Main panel: Alkyoneus, upper half

Main panel: Sleep

Main panel: Alkyoneus and Sleep hovering

Main panel: Herakles, upper half

Main panel: Herakles

Collection: Toledo Museum of Art
Summary: Herakles and Alkyoneus
Ware: Attic Black Figure
Painter: Attributed to the Leagros Group
Date: ca. 510 BC
Dimensions:

H. 0.26 m., d. rim 0.065 m., d. shoulder 0.12 m., d. foot 0.08 m.

Shape: Lekythos
Period: Late Archaic


Decoration Description:

Herakles and Alkyoneus. On the left, Herakles moves toward the reclining Alkyoneus. Wearing his lionskin and a chitoniskos, as well as a scabbard slung from his left shoulder and a quiver from his right, Herakles carries his sword in his right hand and his bow in his left. A naked, winged youth personifying Sleep hovers over the giant, who is naked, bearded and mustached. With his back propped against a rock, his face is turned frontally and his eyes are closed. Leaning on his left elbow, he crosses his right arm in front of his stomach and rests his hand and curved fingers on the ground. His right leg is flexed, and his left is extended. Leafed branches with white blossoms rise from behind Alkyoneus.
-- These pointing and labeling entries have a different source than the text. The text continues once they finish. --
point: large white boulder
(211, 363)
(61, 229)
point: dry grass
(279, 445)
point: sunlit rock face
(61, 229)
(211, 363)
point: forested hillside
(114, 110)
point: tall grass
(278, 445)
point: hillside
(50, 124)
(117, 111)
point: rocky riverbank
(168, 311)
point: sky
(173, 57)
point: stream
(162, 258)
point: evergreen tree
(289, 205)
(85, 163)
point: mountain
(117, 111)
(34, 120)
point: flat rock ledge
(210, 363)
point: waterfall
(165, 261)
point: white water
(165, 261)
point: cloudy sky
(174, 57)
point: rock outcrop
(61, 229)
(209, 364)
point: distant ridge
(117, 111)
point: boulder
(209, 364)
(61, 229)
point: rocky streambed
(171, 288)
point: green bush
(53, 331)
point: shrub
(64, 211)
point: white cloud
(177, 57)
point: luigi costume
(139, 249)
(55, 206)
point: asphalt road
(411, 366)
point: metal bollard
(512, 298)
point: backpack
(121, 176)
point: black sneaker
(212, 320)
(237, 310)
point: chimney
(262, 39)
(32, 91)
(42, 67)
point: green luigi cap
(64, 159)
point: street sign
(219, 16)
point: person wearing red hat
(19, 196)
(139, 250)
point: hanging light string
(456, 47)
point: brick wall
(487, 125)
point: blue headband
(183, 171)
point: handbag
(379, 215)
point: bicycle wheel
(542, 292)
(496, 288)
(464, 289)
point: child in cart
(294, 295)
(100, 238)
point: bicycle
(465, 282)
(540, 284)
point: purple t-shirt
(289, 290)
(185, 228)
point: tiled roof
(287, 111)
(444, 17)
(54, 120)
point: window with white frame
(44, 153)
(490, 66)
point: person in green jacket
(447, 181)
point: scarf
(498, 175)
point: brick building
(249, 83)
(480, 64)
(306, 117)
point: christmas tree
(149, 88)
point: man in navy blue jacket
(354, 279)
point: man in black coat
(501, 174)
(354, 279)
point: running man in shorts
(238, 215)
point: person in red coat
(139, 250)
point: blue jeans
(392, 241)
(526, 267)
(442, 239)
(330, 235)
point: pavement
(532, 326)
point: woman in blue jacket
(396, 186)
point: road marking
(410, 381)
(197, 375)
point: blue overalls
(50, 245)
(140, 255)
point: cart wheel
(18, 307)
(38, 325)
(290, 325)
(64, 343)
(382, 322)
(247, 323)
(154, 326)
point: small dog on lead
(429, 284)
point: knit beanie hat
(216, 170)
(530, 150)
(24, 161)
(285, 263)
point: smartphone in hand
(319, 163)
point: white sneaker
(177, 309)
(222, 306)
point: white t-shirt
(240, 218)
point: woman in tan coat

Forming the boundary of the main panel are two lines with a net pattern between them. On the shoulder, six palmettes alternating up and down in direction fill the space, with ivy leaves interspersed between. Above the palmettes at the base of the neck is a row of tongues. A narrow ridge runs around the lower edge of the torus foot, and a base fillet separates foot from body.

Added red is found on both interior and exterior edges of the mouth, a neck band above the tongues, Herakles's beard, dots on his chiton and lionskin, the edge of Alkyoneus's beard, his mustache and bangs, Sleep's fillet, and a band at the bottom of the main panel. Added white includes the teeth and claws of the lionskin, Herakles's baldrics, his sword hilt, his scabbard butt, the ends of the arrows in the quiver, the area below Alkyoneus and the tree blossoms.

Discussion of this myth and its representations in vase painting can be found in B. Andrae,1962, Jahrbuch des Deutschen Archäologischen Instituts 77, pp. 130-210. Since Sleep usually crouches on top of the giant, the author suggests that in this case, the giant is just in the process of succumbing, or falling asleep.

Sources Used:

CVA, USA fasc. 17, p. 20, pls. 27, 28

Other Bibliography:

von Bothmer, D., 1957, AJA 61: 105; Brommer 1960, p. 4, A 20; Andrae, B., 1962, Jahrbuch des Deutschen Archäologischen Instituts 77: 170-171, figs. 21-22; Washington 1962, p. 91; Fellmann 1972, p. 29; Brommer 1973, p. 6, A 20.